In den schwarzen Elendsvierteln englischer Großstädte jagen weiße Schlägertrupps farbige Opfer. Die faschistische »National Front« predigt Rassenhaß, Parlamentarier verlangen die Rückführung der zwei Millionen farbigen Briten in ihre Ursprungsländer: Rassismus im ehemals toleranten England, gefährliches Erbe des Empire.
aus DER SPIEGEL 31/1978

Sonntag, 25. Juni 1978, 2.40 Uhr morgens, im Ost-Londoner Stadtteil Spitalfields: Der Schneider Ah Ishaque, 45, und sein Neffe Faruk ed-Din kommen von der Spätschicht und wollen nach Hause. Die Straßen sind leer, die beiden Bengalen haben nur noch 400 Meter zu ihrem Haus zurückzulegen, als ihnen von drei weißen Jugendlichen der Weg verstellt wird.
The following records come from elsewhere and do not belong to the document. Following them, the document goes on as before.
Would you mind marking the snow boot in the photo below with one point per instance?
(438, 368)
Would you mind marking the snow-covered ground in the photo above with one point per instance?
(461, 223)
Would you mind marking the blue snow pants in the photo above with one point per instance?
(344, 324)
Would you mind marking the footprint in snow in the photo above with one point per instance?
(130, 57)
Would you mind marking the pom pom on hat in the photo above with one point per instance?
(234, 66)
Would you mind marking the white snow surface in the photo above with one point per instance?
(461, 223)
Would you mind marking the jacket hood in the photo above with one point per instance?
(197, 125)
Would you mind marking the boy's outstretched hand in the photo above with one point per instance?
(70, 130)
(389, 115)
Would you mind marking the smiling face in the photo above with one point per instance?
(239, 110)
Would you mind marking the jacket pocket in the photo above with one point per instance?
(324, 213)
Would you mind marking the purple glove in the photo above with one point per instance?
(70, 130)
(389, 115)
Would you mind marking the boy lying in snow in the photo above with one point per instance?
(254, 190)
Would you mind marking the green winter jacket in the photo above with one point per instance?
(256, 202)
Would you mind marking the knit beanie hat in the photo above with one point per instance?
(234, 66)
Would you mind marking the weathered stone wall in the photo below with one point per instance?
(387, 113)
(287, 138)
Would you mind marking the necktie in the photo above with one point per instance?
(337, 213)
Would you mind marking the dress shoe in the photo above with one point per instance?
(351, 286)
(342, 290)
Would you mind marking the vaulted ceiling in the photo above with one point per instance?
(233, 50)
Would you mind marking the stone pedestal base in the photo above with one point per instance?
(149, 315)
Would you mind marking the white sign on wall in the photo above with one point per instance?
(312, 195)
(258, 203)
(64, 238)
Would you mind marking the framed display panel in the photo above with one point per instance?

Erst fragen die drei nur nach der Uhrzeit, dann verlangen sie Geld, schließlich kommen sie zur Sache: Unvermittelt schlagen sie auf die beiden Farbigen ein, bis Ah bewußtlos zusammenbricht. Wenige Stunden später stirbt er im Krankenhaus an seinen Verletzungen.
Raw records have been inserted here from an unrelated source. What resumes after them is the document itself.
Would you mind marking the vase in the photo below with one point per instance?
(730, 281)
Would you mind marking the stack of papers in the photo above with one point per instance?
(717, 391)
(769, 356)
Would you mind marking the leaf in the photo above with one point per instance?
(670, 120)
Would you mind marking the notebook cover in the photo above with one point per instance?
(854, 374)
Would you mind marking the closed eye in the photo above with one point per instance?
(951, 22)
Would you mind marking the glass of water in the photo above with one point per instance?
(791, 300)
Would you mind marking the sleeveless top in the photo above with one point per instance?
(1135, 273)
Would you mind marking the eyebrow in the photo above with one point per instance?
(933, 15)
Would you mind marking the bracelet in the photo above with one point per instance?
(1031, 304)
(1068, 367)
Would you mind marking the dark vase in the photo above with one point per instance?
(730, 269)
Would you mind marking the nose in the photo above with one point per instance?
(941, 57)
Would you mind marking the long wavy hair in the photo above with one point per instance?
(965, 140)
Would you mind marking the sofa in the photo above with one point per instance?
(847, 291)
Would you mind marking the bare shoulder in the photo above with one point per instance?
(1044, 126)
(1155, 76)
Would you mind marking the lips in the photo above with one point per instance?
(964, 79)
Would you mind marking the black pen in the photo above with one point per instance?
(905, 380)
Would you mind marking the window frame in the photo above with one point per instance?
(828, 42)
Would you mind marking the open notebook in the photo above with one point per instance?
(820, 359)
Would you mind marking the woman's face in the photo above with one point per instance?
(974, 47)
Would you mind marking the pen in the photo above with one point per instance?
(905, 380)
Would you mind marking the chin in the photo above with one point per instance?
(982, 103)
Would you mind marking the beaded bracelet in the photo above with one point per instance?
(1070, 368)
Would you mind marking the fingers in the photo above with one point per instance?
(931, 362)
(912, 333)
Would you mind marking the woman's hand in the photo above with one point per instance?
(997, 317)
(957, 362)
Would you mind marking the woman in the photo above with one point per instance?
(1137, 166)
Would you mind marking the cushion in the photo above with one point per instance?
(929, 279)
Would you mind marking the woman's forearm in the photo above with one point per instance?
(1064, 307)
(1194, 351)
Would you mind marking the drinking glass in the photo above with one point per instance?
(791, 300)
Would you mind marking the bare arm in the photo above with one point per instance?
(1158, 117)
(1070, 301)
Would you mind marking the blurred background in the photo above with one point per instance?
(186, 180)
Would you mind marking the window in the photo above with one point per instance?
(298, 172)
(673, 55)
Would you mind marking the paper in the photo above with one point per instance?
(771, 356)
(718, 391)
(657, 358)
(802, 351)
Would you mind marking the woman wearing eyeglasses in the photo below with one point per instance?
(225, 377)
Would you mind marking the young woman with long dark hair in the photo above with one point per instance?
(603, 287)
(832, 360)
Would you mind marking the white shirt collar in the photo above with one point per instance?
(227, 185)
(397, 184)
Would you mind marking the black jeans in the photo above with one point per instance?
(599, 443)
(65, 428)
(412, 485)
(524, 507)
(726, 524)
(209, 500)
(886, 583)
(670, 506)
Der Mord in der Urswick Road ist kein Einzelfall. In Spitalfields wurde der Bengale Altab Ah, 25, von weißen Rowdys erstochen, wenig später ein zehn Jahres altes Mädchen, ebenfalls Inderin von Geburt, aus einem vorbeifahrenden Auto beschossen. Niemand kümmerte sich zunächst um das blutend auf der Straße liegende Kind.
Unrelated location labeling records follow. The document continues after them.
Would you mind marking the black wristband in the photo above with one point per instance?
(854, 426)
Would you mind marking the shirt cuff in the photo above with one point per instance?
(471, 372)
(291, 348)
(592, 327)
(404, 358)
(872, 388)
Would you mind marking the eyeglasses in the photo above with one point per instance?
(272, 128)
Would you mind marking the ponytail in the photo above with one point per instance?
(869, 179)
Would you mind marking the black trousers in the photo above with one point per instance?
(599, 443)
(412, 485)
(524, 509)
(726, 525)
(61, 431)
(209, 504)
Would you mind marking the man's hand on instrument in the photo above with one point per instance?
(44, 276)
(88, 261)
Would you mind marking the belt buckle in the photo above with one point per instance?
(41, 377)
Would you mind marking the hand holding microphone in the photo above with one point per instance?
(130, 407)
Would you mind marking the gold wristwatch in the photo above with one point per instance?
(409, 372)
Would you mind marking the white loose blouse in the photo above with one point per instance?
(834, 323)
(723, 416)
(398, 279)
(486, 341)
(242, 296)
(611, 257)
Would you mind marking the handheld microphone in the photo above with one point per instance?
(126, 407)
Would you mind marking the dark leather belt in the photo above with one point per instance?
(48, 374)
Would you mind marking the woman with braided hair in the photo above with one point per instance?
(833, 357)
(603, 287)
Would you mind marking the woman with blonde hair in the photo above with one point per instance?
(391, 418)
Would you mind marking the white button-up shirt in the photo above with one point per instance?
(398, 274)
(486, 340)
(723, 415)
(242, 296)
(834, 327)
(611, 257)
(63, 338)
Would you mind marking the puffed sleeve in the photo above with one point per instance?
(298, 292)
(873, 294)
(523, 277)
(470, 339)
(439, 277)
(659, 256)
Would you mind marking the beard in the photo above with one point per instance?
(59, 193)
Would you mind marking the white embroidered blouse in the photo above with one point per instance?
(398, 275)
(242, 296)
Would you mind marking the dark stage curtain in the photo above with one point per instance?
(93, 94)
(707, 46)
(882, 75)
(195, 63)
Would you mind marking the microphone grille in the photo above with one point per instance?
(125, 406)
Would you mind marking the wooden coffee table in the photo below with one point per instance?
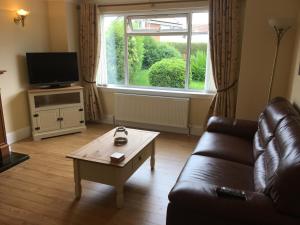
(92, 161)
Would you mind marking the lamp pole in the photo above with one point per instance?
(279, 35)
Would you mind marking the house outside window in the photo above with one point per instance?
(160, 51)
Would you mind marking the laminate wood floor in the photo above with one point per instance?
(40, 191)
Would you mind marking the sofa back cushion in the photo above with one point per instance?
(282, 160)
(277, 153)
(278, 109)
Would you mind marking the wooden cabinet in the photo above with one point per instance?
(56, 111)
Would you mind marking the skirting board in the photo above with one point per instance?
(194, 130)
(18, 135)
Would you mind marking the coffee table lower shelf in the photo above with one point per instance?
(111, 174)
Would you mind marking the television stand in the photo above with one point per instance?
(56, 111)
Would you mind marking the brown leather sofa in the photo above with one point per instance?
(262, 158)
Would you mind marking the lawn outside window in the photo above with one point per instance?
(156, 51)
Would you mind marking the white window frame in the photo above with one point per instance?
(209, 86)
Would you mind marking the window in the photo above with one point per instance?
(161, 51)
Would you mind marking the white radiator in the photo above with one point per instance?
(153, 110)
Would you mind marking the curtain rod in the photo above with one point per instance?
(145, 3)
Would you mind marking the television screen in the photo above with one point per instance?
(53, 68)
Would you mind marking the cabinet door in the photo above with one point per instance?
(47, 120)
(71, 117)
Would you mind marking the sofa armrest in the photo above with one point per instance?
(235, 127)
(203, 200)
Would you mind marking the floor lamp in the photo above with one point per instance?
(280, 26)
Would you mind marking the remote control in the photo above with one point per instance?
(230, 192)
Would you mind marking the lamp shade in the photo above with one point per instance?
(22, 12)
(281, 23)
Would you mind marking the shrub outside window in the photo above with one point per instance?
(155, 51)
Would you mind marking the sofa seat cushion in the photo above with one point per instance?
(225, 147)
(219, 172)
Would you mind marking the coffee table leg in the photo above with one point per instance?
(77, 179)
(120, 196)
(152, 160)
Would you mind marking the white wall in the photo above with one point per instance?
(258, 50)
(15, 41)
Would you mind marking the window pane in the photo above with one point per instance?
(114, 38)
(198, 60)
(157, 61)
(157, 24)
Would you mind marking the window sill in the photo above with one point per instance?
(156, 92)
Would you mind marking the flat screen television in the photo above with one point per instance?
(52, 68)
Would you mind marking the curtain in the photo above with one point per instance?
(89, 59)
(225, 47)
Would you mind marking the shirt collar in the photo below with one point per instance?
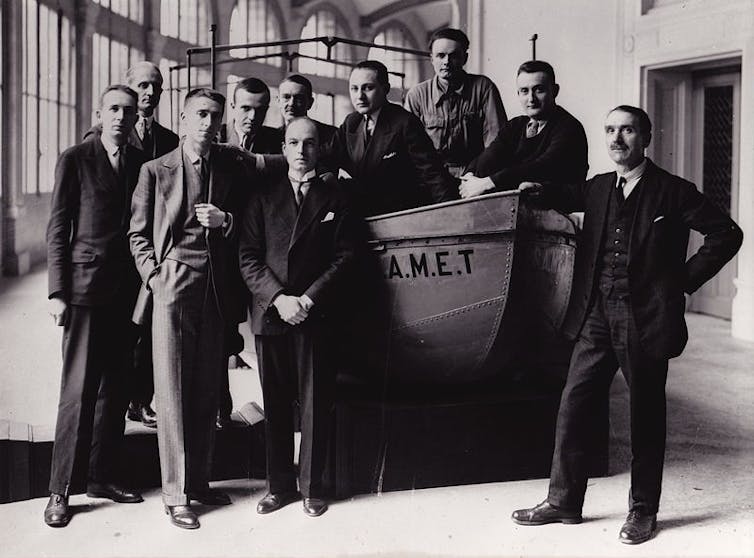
(110, 147)
(438, 91)
(193, 157)
(306, 178)
(635, 173)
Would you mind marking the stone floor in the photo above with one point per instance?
(707, 507)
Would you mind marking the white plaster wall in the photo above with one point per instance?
(578, 37)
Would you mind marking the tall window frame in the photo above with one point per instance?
(186, 20)
(48, 82)
(325, 22)
(407, 64)
(256, 21)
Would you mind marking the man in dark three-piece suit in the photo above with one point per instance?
(182, 225)
(297, 241)
(627, 310)
(545, 144)
(386, 150)
(92, 290)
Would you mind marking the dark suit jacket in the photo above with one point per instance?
(157, 222)
(560, 157)
(285, 252)
(87, 249)
(164, 140)
(658, 272)
(267, 141)
(399, 169)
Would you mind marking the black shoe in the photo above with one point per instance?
(113, 492)
(57, 513)
(273, 502)
(545, 513)
(314, 507)
(183, 517)
(638, 528)
(210, 497)
(142, 413)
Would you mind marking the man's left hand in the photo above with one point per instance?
(209, 216)
(472, 186)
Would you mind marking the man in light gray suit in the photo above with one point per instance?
(182, 229)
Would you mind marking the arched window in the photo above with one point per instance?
(407, 64)
(255, 21)
(132, 9)
(323, 23)
(187, 20)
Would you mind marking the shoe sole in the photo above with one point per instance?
(566, 521)
(116, 500)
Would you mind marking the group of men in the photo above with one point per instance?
(148, 229)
Am Wochenende vor dem Überfall auf Ah Ishaque liefen 200 »Skinheads«, weiße Rocker mit kahlgeschorenem Kopf und in Ledermontur, in der benachbarten Brick Lane Amok. Am hellichten Tage warfen sie Steine und Milchflaschen in die Schaufenster indischer Geschäfte. Während sie durch die kleine Straße tobten, skandierten sie ihr Glaubensbekenntnis »Tötet die schwarzen Bastarde« und »Schwarze raus«.

In vielen schwarzen Ballungsgebieten der Industriestädte Großbritanniens, in den dunklen Straßen der Elendsviertel von London, Birmingham und Leicester, lauern nachts weiße Schlägertrupps auf farbige Opfer. Farbige Frauen fürchten sich selbst bei Tage, Einkäufe zu machen, Kinder dürfen nicht mehr alleine zur Schule gehen, Halbwüchsige wagen sich nachts nicht einmal mehr in Gruppen auf die Straße oder in die U-Bahn.

Aber nicht nur die Farbigen, auch die Weißen haben Angst. Die britische Oppositionsführerin Margaret Thatcher sprach in einem Fernseh-lnterview über die farbigen Einwanderer aus Englands untergegangenem Kolonialreich nur aus, was die Mehrheit ihrer Landsleute seit langem denkt: »Das Volk befürchtet, daß dieses Land von Menschen mit einer fremden Kultur überschwemmt wird ... Wenn der britische Charakter, der so viel für die Demokratie und das Recht in der ganzen Welt getan hat, verfälscht wird, dann werden die Menschen sich wehren.«

Wie sehr sich die britischen Menschen (weiß) bereits wehren, ist an Meinungsumfragen abzulesen: Nur 2 Tage vor der Thatcher-Rede hatte die Labour Party in der Gunst der Wähler vier Prozentpunkte vor den Konservativen gelegen. Nun katapultierten sich die Konservativen auf 18 Prozent Vorsprung vor Labour. Margaret Thatchers Ruf nach einem »klaren Ende der farbigen Einwanderung« machte die Beziehungen zwischen Schwarz und Weiß jählings zum beherrschenden Thema der britischen Innenpolitik -- aber nicht nur das.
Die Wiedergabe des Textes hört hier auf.